Apple has a rich experience when it comes down to ridiculing PC’s - its track of “I’m a Mac, and I’m a PC” ads is sufficient proof. Straight-out ridicule is clear and easily understood by the masses, but evidently, Apple’s funny bone has much more depth and intrigue to it. While still maintaining this mainstream joke platform, Apple is recently also reaching towards higher planes of sophistication, bringing forth satire and parody.

The fact that Windows 7 is just a Vista rehash gives Apple the freedom to play around. Apple has the Royal Flush this round, and they very well know it. With no attendant need to push out striking new OS concepts, Apple can concentrate on development for the future, and solidifying its base. At the same time, they can jest with Microsoft.

Marketing Snow Leopard as “a better Leopard,” or even leaving ‘Leopard’ in the release name is the main joke here. On the surface, Apple is mimicking Microsoft, doing as they are, and drawing the parallel themselves.
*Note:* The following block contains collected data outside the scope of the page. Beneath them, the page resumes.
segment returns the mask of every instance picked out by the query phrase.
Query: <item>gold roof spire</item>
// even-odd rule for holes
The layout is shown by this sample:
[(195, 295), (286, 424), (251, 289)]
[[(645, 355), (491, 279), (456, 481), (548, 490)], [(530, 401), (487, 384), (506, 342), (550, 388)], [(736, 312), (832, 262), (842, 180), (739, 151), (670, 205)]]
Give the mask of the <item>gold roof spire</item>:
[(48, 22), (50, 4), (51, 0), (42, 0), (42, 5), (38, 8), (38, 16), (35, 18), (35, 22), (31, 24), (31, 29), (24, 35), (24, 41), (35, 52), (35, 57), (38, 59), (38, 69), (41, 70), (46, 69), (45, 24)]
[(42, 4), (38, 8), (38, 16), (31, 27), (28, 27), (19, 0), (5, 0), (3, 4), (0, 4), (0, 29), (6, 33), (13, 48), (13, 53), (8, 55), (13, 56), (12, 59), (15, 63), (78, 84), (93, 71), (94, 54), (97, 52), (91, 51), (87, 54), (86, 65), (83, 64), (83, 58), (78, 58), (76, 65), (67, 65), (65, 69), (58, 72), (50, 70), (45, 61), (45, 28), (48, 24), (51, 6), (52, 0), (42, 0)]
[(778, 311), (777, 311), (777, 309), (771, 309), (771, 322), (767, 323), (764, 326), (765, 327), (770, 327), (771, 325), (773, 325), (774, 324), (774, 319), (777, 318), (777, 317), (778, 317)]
The whole irony of this leaps out when you realize that under the surface, what both companies are doing is the absolute opposite of each other. Whereas Microsoft has named its next operating system Windows 7, to distinguish it from Vista, when the core of the OS remains the same, Apple chose to name their next OS release very similarly to the previous one, while going deep down to essentially rewrite the core of their OS.

Microsoft tried what it saw Apple doing previously - almost all new releases of Mac OS X brought new polish to the system from a visual point of view. But what Microsoft has yet to understand, is that underneath all that polish, each new version of Mac OS X also brought innovation. I do not remember an OS X release I would dismiss with a notion of: “who needs this stuff?” I was always baffled by their great ideas. But to a lazy eye, to one who doesn’t care about the internal working of things, each new OS X release just brought more polish. And suddenly, Microsoft is ecstatically jumping up and down, bobbing its giant multibillion head: “Me want some polish too!” And Apple is calmly stepping off the bandwagon, approving. “Sure, take all the polish you want, we will just have to do with the substantial things.”

Alas, that is not all - the joke is not complete yet. To further establish Snow Leopard as a “small insignificant major update,” Apple announces that upgrading from Leopard will cost a mere $29. Strike of genius. Here you have the unbelievably cheap OS that is named almost the same and looks almost the same as its previous major release, next to the expensive but completely cool-looking new OS with a colorful window on the cover. Which one will you want, the Speedo, or the Rolex? But what if we rephrase the question? Pick one: a $29 OS jock-full of substance and core updates, or an internally rotten piece of software that is patched up and polished on the surface, and selling only for about, say, $300?

Add the fact that Snow Leopard comes with out-of-the-box support for Microsoft Exchange Server 2007, something you have to pay for premium on its native Windows PC platform. This is what I call the perfect finishing touch.

If this isn’t the best joke in computer history, I don’t know what it is - but certainly, not by the furthest stretch of the imagination can this be coincidence.